Felix: How did you know what was actually possible to create in the real world?
Jason: I own a lot of this to my friends and my girlfriend who has been great in advising me. I've never used false lashes before. So this was to me, a foreign concept. What I found is that with enough research, your online presence will be your greatest resource. So what I did was I went on Reddit, I went on beauty forums and I read as many posts about lashes as I could. Literally every single thing that I got access to. Just to understand the fundamentals of how it works, why people wear it, how people wear it, and what they do with the lashes. So I saw that some people were actually stacking two pairs of lashes on top of each other to make them fuller because a lot of the lashes on the market at the time didn't offer that type of style. So I was like, what if I just made a style where it's two pairs of lashes stack together. In terms of comfort and looks, I asked a lot of my friends who were already wearing lashes. I often set up impromptu study groups where I just give them products that I've made, ask them what they thought about it, and gather results. I just want to really emphasize on the good questions park. A lot of people ask questions to their friends and they ask stuff like, "What do you like about it?" Those are questions that won't really get you anywhere because a lot of times people will tell you they like it just because they're your friend. What I like to do is ask very specific questions. I ask stuff like, "If you were to wear these lashes for the entire day, what would be some noticeable things on the lashes that you'd want to have?" So they're like, "I want this to feel weightless on my eyes. I want this to be super light. I don't want it to look fake, I want it to look natural." So we're able to create styles and products that fit that description just because we understood what people wanted by asking the right questions.
Felix: When are vendors involved as you are crafting your product?

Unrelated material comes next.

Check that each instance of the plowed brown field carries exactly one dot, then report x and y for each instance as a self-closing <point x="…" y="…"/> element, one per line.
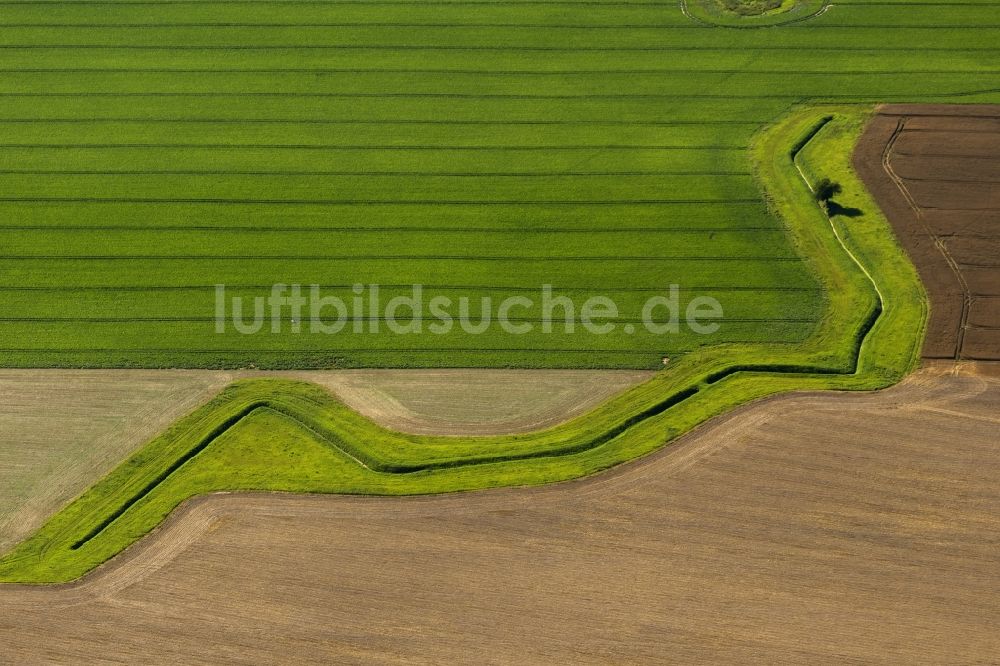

Jason: At this stage I would like to get as many samples as I could from different suppliers and I try to understand what makes them better than the other. What I like to do is I like to ask them about what makes their product stand out. I don't try and pin them against other suppliers because then they're able to tell you exactly why they think their product will be superior. So getting a lot of samples from different suppliers, understanding what makes them different on the fundamental level. So material, the craftsmanship, whether it is made by machine, made by hand and where's the assembly line. I try to find out everything that I could about the product and find out online what makes them better or makes them different. One funny thing was I did not know that cheap lashes were made in North Korea. That's one thing that I found out when I was in China. So when I went back to China, I visited several vendors after I already made purchase orders with one. I just wanted to understand if there are better options if I could really improve my products. And I found that for some factories their assembly line was in North Korea and they just sent it to China for the final packaging. So that made me really uncomfortable because knowing the working conditions there, I wasn't really comfortable with putting my products through that type of assembly line. So I found a factory where they do everything from start to finish. So I think doing my own due diligence in the type of people I like to work with was really important. Even though getting the manufacturing in Korea would've been about 60, 70% cheaper, I just felt more comfortable knowing that our products were made in an assembly line in a factory where people have good working conditions.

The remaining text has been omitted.